The sheriff leaned back against the wall, underneath one of the lanterns that Missus McKenzie would come light in a few hours’ time. He hooked his thumbs under his belt and looked me over like I had six eyes.

Finally, he said, “You really saw a man’s head off?”

“That’d be the woman.”

“The half-breed he’s looking for?”

“She don’t like nobody calling her that,” I said.

“Hmm,” he said. “Could be you give her up they’ll spare your neck. You’ll still sit in Yuma a spell, maybe the rest of your days. But you’d be above ground.”

“No, I don’t think that’s going to happen.”

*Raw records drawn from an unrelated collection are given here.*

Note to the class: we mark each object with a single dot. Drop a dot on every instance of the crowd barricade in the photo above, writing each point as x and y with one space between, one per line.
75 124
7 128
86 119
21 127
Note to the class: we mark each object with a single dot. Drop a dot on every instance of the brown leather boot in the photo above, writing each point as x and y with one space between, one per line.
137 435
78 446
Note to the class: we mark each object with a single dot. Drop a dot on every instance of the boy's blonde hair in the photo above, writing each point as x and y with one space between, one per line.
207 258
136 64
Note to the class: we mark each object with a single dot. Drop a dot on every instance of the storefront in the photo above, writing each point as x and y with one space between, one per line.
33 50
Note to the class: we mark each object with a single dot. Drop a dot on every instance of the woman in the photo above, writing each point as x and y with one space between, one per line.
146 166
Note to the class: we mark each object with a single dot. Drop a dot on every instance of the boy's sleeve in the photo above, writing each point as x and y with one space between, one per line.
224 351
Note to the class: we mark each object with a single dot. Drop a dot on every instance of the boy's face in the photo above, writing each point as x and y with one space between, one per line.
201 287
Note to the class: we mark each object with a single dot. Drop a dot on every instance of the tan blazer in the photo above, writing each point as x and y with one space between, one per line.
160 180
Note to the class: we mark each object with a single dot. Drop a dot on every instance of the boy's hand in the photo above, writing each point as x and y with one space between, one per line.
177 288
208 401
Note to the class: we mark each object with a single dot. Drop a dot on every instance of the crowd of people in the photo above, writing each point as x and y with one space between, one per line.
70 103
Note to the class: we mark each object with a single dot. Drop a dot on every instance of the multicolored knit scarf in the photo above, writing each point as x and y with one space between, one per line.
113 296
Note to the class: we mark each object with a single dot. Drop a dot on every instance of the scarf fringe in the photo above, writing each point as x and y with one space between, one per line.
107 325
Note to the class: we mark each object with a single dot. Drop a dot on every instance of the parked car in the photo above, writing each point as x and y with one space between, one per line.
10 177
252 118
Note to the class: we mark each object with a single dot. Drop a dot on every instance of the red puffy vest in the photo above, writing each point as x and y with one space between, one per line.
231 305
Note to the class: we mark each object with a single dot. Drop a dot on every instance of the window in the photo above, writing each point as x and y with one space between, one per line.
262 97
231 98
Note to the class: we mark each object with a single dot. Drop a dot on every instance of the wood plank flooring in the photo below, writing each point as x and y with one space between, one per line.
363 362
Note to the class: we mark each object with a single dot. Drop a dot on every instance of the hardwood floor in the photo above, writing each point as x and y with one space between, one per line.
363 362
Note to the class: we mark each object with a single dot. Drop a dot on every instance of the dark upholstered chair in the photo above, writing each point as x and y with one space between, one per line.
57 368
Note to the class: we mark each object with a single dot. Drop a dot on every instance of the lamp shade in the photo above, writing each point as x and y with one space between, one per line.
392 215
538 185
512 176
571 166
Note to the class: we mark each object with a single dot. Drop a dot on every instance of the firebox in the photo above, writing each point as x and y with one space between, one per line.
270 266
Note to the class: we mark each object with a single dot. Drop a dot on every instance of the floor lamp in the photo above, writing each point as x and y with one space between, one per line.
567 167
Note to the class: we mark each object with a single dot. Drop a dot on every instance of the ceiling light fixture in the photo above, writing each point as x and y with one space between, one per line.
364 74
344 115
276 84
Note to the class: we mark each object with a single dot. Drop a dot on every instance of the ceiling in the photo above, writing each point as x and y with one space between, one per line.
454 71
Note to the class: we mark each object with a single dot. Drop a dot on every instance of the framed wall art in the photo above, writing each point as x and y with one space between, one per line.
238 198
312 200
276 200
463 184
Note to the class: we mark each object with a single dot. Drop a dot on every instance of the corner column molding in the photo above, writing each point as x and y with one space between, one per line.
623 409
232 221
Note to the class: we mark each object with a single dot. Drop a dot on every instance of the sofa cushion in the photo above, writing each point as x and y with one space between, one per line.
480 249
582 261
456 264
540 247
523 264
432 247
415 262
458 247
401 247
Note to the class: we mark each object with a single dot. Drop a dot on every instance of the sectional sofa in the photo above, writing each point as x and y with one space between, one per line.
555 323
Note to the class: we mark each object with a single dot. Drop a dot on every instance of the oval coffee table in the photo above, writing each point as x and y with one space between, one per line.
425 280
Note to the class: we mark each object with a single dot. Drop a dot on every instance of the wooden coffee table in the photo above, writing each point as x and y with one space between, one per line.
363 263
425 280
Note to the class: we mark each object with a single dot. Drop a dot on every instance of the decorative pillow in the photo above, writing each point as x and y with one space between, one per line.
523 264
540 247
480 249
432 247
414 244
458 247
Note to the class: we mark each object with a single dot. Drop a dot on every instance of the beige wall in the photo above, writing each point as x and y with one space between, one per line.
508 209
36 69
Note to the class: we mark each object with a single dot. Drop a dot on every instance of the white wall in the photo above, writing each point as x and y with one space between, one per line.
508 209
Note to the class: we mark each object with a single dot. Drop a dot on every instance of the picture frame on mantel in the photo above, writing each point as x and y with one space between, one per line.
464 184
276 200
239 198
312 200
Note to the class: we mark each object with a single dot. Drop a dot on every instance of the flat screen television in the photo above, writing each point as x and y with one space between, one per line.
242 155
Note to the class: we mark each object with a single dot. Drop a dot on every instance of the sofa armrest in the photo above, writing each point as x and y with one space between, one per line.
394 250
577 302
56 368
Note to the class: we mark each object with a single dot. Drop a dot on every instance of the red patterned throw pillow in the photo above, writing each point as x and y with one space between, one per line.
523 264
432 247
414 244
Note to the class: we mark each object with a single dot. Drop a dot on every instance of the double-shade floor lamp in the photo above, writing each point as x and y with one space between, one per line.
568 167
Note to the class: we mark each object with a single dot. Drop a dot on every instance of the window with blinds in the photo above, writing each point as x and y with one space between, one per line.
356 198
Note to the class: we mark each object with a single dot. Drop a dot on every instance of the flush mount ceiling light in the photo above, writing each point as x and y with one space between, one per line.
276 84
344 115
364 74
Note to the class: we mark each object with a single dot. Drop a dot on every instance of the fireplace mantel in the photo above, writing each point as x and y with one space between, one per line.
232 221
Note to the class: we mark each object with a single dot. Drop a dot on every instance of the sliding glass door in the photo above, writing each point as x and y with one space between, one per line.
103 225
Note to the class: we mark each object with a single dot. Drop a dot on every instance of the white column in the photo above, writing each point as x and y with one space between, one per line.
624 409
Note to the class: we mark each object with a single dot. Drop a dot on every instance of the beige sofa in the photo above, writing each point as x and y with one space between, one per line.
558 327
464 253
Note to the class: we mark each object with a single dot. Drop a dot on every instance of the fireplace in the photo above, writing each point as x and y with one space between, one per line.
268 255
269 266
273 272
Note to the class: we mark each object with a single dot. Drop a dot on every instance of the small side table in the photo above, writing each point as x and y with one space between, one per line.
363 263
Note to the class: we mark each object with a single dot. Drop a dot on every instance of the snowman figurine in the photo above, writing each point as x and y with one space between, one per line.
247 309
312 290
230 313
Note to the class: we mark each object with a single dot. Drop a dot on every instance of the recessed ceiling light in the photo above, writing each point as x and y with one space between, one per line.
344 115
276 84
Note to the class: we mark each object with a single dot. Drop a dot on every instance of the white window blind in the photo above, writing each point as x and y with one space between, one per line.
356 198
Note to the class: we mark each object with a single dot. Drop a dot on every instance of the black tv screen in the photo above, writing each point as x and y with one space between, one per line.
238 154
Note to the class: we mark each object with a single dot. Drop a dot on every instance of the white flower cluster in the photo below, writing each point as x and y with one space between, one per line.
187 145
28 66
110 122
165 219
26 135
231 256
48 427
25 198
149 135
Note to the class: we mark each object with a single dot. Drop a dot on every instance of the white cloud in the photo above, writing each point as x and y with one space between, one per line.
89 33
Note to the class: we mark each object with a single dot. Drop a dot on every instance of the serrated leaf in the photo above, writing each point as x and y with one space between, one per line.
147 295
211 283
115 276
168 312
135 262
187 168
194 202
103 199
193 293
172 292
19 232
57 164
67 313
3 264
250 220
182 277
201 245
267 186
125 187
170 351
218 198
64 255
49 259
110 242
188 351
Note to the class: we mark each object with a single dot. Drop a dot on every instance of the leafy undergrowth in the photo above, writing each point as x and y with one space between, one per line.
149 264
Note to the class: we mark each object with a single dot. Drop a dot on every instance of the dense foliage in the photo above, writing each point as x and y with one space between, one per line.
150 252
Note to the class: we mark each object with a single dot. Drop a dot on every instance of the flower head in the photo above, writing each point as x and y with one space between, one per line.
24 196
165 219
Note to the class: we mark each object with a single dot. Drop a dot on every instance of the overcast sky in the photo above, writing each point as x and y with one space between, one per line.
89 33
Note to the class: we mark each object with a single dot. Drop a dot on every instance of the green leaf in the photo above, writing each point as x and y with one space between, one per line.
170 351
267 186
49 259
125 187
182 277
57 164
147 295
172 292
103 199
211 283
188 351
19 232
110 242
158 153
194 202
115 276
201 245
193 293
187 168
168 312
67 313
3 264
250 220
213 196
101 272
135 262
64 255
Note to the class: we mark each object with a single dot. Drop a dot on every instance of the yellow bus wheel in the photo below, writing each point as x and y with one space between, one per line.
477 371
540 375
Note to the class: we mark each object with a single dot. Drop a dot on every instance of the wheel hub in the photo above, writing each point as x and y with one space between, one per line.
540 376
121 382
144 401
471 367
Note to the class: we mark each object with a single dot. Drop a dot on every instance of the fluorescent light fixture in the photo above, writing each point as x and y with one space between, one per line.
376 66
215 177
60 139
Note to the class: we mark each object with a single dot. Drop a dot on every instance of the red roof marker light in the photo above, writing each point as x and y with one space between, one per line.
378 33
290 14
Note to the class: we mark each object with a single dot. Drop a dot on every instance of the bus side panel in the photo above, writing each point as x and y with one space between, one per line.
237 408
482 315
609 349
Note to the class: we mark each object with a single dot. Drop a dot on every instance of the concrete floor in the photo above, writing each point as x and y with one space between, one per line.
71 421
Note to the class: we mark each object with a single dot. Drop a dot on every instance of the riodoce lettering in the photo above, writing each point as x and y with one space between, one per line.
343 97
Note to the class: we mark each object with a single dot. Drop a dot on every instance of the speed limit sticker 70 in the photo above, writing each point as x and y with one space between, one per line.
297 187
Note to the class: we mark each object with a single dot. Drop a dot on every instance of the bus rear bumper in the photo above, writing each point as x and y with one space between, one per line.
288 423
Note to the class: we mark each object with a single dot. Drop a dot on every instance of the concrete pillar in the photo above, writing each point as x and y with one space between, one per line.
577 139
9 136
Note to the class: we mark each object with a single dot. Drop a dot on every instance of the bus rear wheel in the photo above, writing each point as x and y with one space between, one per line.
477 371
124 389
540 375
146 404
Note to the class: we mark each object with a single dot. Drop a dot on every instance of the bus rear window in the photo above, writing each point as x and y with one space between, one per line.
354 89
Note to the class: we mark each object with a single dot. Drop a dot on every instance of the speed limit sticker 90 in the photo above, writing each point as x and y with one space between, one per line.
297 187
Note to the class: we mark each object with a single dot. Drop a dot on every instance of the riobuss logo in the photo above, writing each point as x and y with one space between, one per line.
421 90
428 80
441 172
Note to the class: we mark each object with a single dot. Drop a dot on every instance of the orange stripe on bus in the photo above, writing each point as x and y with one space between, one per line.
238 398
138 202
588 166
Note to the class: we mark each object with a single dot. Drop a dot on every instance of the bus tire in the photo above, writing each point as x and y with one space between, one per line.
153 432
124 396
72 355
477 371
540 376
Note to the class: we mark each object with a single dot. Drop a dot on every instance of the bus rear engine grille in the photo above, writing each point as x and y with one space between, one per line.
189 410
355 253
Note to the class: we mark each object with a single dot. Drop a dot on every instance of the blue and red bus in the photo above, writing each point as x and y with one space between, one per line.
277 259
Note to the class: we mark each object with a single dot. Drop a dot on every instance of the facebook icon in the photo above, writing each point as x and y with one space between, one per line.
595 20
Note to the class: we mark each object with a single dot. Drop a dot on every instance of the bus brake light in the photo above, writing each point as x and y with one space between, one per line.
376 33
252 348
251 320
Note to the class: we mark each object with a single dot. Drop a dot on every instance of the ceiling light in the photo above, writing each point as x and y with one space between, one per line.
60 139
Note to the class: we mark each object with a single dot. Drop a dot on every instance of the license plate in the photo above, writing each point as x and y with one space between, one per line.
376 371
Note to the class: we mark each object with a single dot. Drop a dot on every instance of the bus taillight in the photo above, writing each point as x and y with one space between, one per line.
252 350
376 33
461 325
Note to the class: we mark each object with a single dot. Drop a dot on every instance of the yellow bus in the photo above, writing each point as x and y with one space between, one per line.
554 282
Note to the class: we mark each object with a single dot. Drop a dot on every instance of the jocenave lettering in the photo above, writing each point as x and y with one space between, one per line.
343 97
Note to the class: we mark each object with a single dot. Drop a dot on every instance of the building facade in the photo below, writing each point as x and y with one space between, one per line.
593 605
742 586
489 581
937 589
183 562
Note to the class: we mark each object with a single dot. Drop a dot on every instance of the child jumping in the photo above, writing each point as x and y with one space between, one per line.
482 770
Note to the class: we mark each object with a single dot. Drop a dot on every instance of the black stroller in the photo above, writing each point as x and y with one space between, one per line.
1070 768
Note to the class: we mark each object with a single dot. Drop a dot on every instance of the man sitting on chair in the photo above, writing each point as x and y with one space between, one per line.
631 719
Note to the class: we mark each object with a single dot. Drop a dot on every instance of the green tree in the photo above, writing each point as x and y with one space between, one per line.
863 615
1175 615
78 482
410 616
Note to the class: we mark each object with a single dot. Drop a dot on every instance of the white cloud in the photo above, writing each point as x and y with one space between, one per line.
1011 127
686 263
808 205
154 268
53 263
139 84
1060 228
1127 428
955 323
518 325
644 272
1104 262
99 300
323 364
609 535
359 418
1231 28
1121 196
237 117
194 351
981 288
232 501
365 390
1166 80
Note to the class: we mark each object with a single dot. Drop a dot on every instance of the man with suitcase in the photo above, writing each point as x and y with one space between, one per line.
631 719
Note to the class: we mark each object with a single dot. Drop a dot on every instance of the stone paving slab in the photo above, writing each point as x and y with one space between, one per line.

“Then swing,” he said. “Makes no difference to me. They’ll find her with or without you.”

I snorted.

“Seems to me,” I said, “that she’ll probably find them first.”

“That what you think?”

“That’s what I think.”

“Maybe I’ll tell Marshal Willocks that you think that.”

I snorted again.

“Do,” I said. “Tell him anything you like. If there’s one thing I know for certain about that woman after all this time, it’s that there’s no thinking ahead of her, and there’s no preparing for what she’s got a mind to do. It just happens and you either live through it or you don’t.”

“God Almighty,” said the sheriff. “I sure hope I’m invited to the hanging.”

“Wave when you get there,” I said. “So I can be sure I see you.”